Goal: (1) Recover each path as a complete closed shape (even if occluded); (2) Maintain non-overlapping layers with correct depth stacking order; (3) Scale to complex scenes with many shapes without heavy joint optimization.
Key Insight: The authors redesign the representation, treating a single vector path as an RGBA layer (RGB for color, alpha for transparency and stacking order). A complete vector image is a stack of RGBA layers ordered by z-order. Thus, vectorization naturally becomes a generative problem: learning to synthesize and stack these shapes to reconstruct the image.
Core Idea: Use latent space autoregressive diffusion to "draw layer-by-layer" instead of "tracing/optimizing." Each step generates a set of non-overlapping RGBA layers conditioned on the original image and the already-drawn composite, building the image through stacking just like an artist.
Method¶
Overall Architecture¶
ShapeAR decomposes an input raster image \(I \in \mathbb{R}^{4\times H\times W}\) (RGBA) into a sequence of layers \(\{L_1,\dots,L_N\}\), such that their sequential alpha-over composition reconstructs the original image: \(I \approx L_1 \oplus L_2 \oplus \cdots \oplus L_N\). The composition operator is defined as \(I \oplus I' := (1-\alpha_{I'})\cdot I + \alpha_{I'}\cdot I'\) (evaluated right-to-left, new layers on top). Each layer contains multiple non-overlapping shapes (where the alpha of shapes in the same layer has no common non-zero pixels \(\alpha_{S_a}\cdot\alpha_{S_b}=0\)), while the sequence preserves the original depth order.

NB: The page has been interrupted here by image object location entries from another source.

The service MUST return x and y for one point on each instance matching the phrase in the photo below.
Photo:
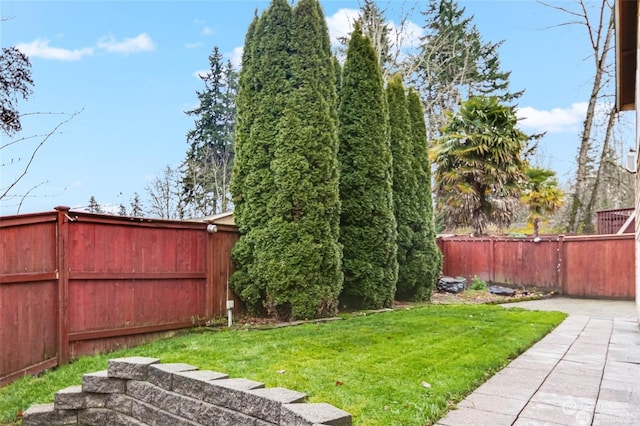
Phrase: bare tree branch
(35, 151)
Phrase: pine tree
(206, 171)
(424, 260)
(454, 64)
(367, 222)
(285, 177)
(405, 183)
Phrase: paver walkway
(585, 372)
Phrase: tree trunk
(588, 226)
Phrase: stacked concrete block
(142, 391)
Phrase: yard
(406, 367)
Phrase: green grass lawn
(376, 367)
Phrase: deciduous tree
(367, 223)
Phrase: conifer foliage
(285, 181)
(425, 259)
(367, 224)
(418, 259)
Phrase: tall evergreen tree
(206, 171)
(454, 64)
(405, 181)
(424, 260)
(367, 222)
(288, 257)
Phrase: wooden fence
(75, 283)
(598, 266)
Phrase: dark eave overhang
(626, 53)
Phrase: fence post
(62, 269)
(560, 275)
(492, 266)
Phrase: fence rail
(75, 283)
(598, 266)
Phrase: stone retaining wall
(142, 391)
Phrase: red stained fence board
(599, 266)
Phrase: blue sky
(130, 68)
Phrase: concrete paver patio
(585, 372)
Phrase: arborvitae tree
(405, 182)
(302, 263)
(206, 171)
(94, 207)
(424, 260)
(262, 93)
(367, 222)
(285, 176)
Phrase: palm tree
(541, 195)
(479, 165)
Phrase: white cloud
(200, 73)
(40, 48)
(140, 43)
(556, 120)
(340, 24)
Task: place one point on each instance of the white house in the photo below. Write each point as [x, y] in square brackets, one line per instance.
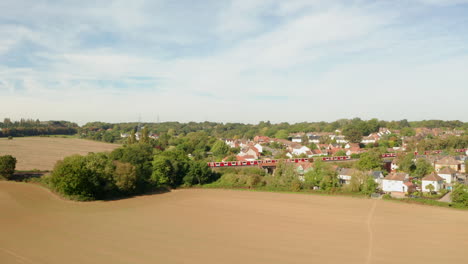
[259, 147]
[249, 151]
[296, 139]
[378, 177]
[395, 182]
[448, 174]
[300, 150]
[435, 180]
[345, 175]
[394, 165]
[230, 142]
[314, 138]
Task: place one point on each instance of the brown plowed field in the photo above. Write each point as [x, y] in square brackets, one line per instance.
[222, 226]
[43, 152]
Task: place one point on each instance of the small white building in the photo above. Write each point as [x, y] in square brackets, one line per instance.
[296, 139]
[345, 175]
[448, 174]
[395, 182]
[300, 150]
[435, 180]
[259, 147]
[378, 177]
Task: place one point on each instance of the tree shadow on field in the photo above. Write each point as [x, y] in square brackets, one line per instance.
[26, 176]
[129, 196]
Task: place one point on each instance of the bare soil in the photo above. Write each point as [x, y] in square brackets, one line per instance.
[222, 226]
[42, 153]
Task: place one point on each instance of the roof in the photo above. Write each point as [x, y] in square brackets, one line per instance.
[397, 176]
[245, 158]
[432, 177]
[345, 171]
[447, 170]
[448, 161]
[304, 165]
[375, 174]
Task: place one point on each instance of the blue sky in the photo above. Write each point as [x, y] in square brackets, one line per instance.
[234, 61]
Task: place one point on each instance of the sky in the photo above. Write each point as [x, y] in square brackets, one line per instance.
[233, 61]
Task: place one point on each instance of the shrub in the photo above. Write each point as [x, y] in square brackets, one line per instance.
[7, 166]
[387, 196]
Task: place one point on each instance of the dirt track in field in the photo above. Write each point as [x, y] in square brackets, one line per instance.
[43, 152]
[222, 226]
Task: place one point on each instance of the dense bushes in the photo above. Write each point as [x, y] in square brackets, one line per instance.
[7, 166]
[129, 170]
[460, 195]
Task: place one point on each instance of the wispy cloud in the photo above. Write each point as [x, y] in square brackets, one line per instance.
[272, 58]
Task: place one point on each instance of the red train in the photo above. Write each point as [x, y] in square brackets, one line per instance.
[428, 152]
[266, 162]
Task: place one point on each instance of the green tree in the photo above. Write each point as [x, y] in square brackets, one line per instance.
[7, 166]
[198, 173]
[405, 163]
[369, 186]
[423, 167]
[353, 134]
[339, 153]
[460, 195]
[220, 149]
[282, 134]
[407, 132]
[132, 138]
[170, 167]
[72, 177]
[144, 135]
[125, 177]
[430, 187]
[370, 160]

Because decomposition is highly under-constrained, the authors learn from approximately 900,000 SVG data points to ensure generated shapes match the distribution of artist-created shapes. The pipeline uses latent diffusion: a VAE compresses a stack of RGBA layers into a \(16\times\) downsampled latent space, an SD3-style Diffusion Transformer (DiT) performs conditional generation in the latent space, and a frozen VAE decoder renders them back to pixel layers. The process is autoregressive: rather than generating all layers at once, it generates \(k=4\) layers per step, stacking the results into a "partially synthesized image" \(P_t\), which serves as local context for the next step.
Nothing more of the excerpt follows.